Anreise ist wie immer mit der Bahn oder wer will mit dem Auto. Der Preis für Saar/Pfalz-Ticket hat sich zwar erhöht aber nicht viel.


Daten für den Zug gebe ich noch bekannt.


----------



## HardRock07 (8. April 2011)

Juhu, beste nachricht zum Wochenende


----------



## Ransom Andy (9. April 2011)

würde gerne, bin aber ab dem we in kurzurlaub  vllt ergibt sich noch was und ich kann vor dem urlaubsantritt noch kurz weg. ich klär das und gebe bescheid.

andy


----------



## cpetit (12. April 2011)

Wer fährt denn alles mit dem Zug mit damit ich weis welches Ticket ich dann kaufen muss.

Der Zug fährt in SLS um 07:41 ab. Der Rest steigt wie immer auf der Strecke ein. Ankunft in Neustadt um 9:25. Das heißt für die Leute die vielleicht mit dem Auto kommen das um 09:30 die Tour am Bahnhof in Neustadt beginnt. 

Schienbeinschoner falls vorhanden sind bitte mitbringen. Wer mehr braucht ist jedem selbst überlassen. Schienbeinschoner sollten eigentlich reichen braucht man aber auch nicht unbedingt.

Kann mir jeder noch über PN seine Hany-Nr zukommen lassen, falls sich einer verspähtet.


----------



## HardRock07 (12. April 2011)

Ich spring wie immer in Völklingen auf den Zug auf. Also nicht wundern, das was da oben klappert, bin dann Ich  .


----------



## cpetit (13. April 2011)

Ok, Ticket besorge ich und vermutlich Ingo da wir zu 7 sind und das Saar-Pfalz-Ticket jeweils nur bis zu 5 Leuten geht.



Sollen wir auf einer Seite bleiben oder beide Seiten die Tour ausdehnen?

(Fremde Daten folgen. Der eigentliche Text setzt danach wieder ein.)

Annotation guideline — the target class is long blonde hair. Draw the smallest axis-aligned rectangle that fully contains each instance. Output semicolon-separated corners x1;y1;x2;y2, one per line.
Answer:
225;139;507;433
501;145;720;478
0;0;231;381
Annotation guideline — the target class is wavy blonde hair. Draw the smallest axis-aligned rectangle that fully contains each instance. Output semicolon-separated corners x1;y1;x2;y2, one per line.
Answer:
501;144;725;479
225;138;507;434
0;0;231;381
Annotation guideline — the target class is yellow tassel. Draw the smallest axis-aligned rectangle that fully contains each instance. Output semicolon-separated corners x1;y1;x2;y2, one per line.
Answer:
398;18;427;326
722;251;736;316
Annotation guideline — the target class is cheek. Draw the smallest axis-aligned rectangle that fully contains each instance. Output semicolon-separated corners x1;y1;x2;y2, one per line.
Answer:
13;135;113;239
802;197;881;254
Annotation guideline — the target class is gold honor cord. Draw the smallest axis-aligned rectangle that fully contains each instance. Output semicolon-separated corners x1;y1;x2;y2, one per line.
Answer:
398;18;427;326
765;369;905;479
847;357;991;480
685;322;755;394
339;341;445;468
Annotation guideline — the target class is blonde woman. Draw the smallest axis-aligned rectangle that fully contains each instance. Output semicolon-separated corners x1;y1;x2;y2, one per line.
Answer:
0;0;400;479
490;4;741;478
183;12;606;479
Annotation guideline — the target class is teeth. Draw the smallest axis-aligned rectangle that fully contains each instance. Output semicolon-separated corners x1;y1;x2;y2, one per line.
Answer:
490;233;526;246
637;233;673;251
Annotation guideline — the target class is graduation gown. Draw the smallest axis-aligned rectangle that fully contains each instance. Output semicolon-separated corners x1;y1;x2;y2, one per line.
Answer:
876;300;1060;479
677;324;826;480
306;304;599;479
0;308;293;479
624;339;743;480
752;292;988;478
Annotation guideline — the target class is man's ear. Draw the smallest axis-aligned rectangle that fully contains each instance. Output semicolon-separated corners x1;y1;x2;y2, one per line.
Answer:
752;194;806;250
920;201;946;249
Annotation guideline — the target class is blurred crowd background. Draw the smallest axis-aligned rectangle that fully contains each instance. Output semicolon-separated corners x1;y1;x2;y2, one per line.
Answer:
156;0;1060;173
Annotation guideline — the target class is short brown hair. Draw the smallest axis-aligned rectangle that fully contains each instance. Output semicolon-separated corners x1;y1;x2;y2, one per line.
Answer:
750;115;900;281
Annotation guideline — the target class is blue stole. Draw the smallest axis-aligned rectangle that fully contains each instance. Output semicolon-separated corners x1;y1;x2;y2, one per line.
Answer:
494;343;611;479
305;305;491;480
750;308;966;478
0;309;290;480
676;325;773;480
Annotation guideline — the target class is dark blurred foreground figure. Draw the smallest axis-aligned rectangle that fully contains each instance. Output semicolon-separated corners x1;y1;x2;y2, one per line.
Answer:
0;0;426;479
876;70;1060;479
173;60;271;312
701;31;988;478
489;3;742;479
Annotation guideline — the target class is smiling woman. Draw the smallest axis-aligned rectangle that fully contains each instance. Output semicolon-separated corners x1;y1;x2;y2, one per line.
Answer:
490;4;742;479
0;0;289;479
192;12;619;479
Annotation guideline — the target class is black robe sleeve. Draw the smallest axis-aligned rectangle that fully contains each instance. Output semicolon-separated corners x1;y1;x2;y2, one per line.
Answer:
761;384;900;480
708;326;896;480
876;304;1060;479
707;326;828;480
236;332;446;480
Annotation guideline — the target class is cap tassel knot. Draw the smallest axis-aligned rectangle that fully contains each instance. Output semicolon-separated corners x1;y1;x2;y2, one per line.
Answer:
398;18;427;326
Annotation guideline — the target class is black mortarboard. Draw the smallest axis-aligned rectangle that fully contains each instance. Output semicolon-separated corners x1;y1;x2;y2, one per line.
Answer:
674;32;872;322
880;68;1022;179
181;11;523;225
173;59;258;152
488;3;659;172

Was sagen die, die schon auf beiden Seiten mitgefahren sind damit ich die Tour dann Planen kann.


----------



## HardRock07 (13. April 2011)

Ich wäre für beide Seiten.
Erst die eine Seite, dann ein Weizenbier, dann die andere .


----------



## Ransom Andy (13. April 2011)

poah, ich bin hin und her gerissen. auf der einen seite will ich irrsinnig gerne mit, auf der anderen seite hab ich noch urlaubskrams vorzubereiten.....

gnmpf!


----------



## HardRock07 (14. April 2011)

Ich hab grade mal in die Glaskugel geschaut....

Hab Andy, eindeutig, übermorgen in Neustadt gesehn, mit son paar anderen Irren ... 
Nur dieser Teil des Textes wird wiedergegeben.